カリスマ 2000/03/11

■「カリスマ」(1999年 日本) 評価 ★★★☆
監督/黒沢清 (「CURE」)
出演/役所広司、池内博之、大杉漣、洞口依子、風吹ジュン
受賞/カンヌ国際映画祭 監督週間正式出品
<テアトル新宿にて公開中>
 
■あらすじ
 休職し、憩いを求めて森にやってきた刑事。しかし意外にもそこは、人も木々も、生きとし生けるものが自らの「生」を賭けてせめぎあう「戦場」であった。そして、刑事の出現=参戦により、それまでかろうじて微妙なバランスを保っていた森の支配構造が乱れ、いつしか彼がその頂点に立っていた・・・。

■感想 
 後味の悪さ絶品の「いやな映画」である。これは決してけなしているのではなく、誉め言葉である。思えば同監督の「CURE」もとても「いやな映画」だった。血しぶきが飛ぶわけでも、幽霊が出るわけでもないのに、二時間かけてじっくりと精神的に追い詰められ、漠然とした底知れぬ恐怖感に陥れられる映画。テーマは異なるが、こうした基本構造では両作品共通している。ホラーでもスリラーでもオカルトでもない「ジャンル・クロサワ」。フランスを中心とするヨーロッパでは近年、「日本にもうひとりのクロサワあり」と評価が急速に高まっているという。

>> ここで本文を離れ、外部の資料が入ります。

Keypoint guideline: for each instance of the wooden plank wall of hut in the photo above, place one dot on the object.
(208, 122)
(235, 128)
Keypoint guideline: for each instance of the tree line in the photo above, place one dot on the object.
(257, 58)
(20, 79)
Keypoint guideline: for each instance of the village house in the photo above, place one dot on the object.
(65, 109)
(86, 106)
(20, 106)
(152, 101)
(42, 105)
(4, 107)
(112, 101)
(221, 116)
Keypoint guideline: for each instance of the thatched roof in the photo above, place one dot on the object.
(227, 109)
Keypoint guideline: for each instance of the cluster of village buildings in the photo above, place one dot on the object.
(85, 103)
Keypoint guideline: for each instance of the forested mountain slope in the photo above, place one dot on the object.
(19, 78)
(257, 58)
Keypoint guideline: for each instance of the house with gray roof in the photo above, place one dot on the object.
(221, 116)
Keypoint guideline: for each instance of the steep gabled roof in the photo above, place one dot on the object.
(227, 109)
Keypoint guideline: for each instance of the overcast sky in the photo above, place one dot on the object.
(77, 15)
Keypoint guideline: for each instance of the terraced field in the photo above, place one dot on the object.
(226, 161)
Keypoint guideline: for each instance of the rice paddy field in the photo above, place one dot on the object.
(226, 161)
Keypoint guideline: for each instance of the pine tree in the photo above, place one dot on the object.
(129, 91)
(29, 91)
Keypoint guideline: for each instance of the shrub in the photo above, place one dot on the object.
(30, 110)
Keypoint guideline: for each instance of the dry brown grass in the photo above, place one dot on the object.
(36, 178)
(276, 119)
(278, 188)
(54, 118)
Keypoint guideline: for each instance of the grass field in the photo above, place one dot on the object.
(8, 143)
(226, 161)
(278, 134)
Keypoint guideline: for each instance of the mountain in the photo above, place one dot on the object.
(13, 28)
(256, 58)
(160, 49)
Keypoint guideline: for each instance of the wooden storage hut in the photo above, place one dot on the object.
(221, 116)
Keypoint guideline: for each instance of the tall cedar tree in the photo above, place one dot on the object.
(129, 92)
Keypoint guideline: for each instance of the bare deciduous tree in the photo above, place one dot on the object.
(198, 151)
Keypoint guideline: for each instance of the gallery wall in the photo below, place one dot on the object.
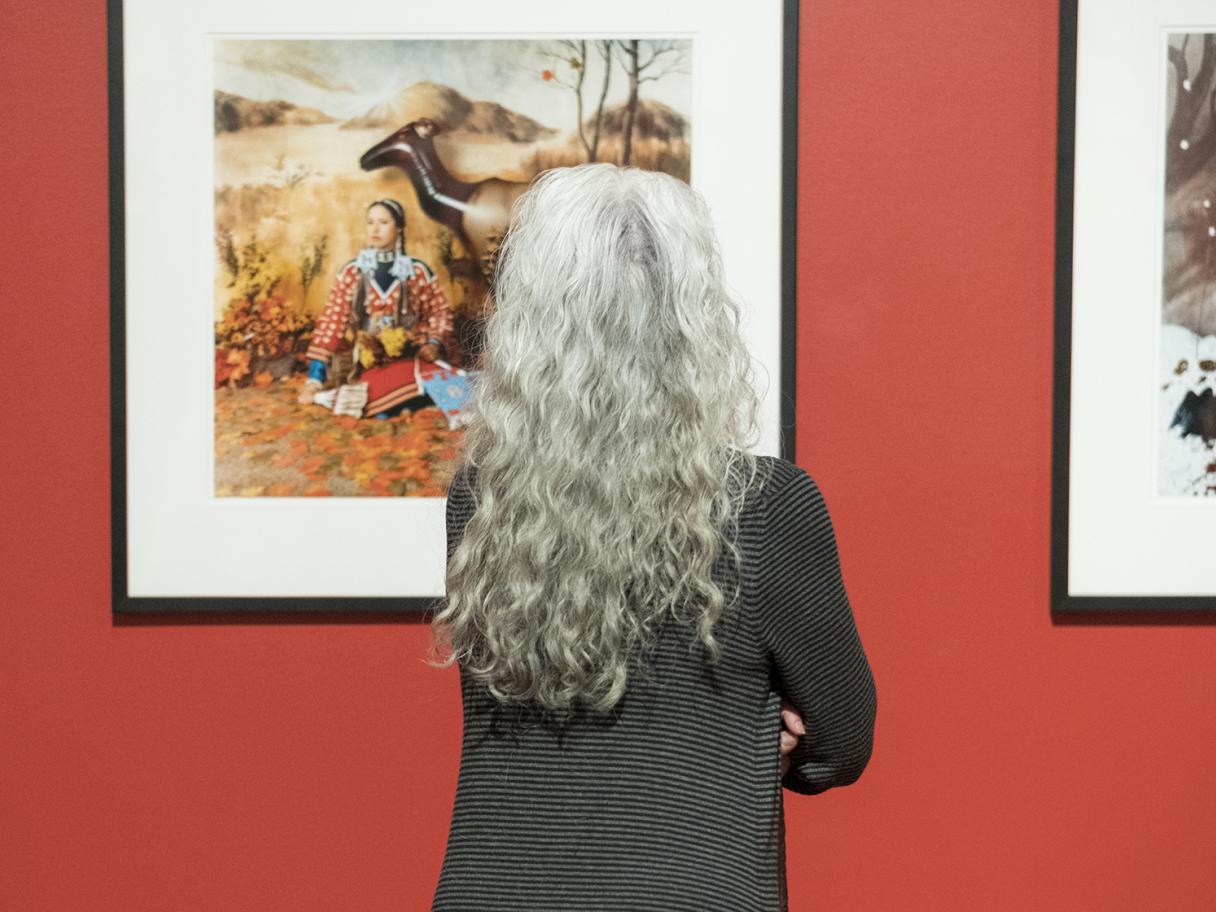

 とりあえず、鑑賞直後の感想は「なんじゃこりゃ」である。契機も結論も展望もない物語に混乱させられたまま無言で映画館を後にするしかない。かといって、「駄作だ」という印象は皆無。帰途、そして帰り着いた自室で音楽もかけず脳裏にフラッシュバックする断片的なシーンの数々をぼんやりとやり過ごすうちに、一つ、また一つと、霧の中からこの映画のいくつかの「細部構造」が浮かび上がってきて、やがて漠然と、大きな流れが見えてくる。支配・権力構造は多重でしかも輪廻の構造を成しているのだ。そこで始めて、役所広司や大杉漣がこの難解な役どころをいかに好演していたかがわかる。

 生か死か。生は他者の死を、他者の生は自らの死を意味するのみで、「共生」という選択肢はないのか。刑事が受け取った「世界の秩序を回復せよ」というメッセージは何を意味し、果たされたのか否か。通貨が無価値化し、街が炎上する終末感に満ちたラストと、それをある達成感を以って受け止める主人公の対比が意味するものは何なのか・・・。

 ぜひ映画館の閉鎖された暗黒の空間で鑑賞して、不安と混乱に苛まれたその後の数日間を過ごしてください。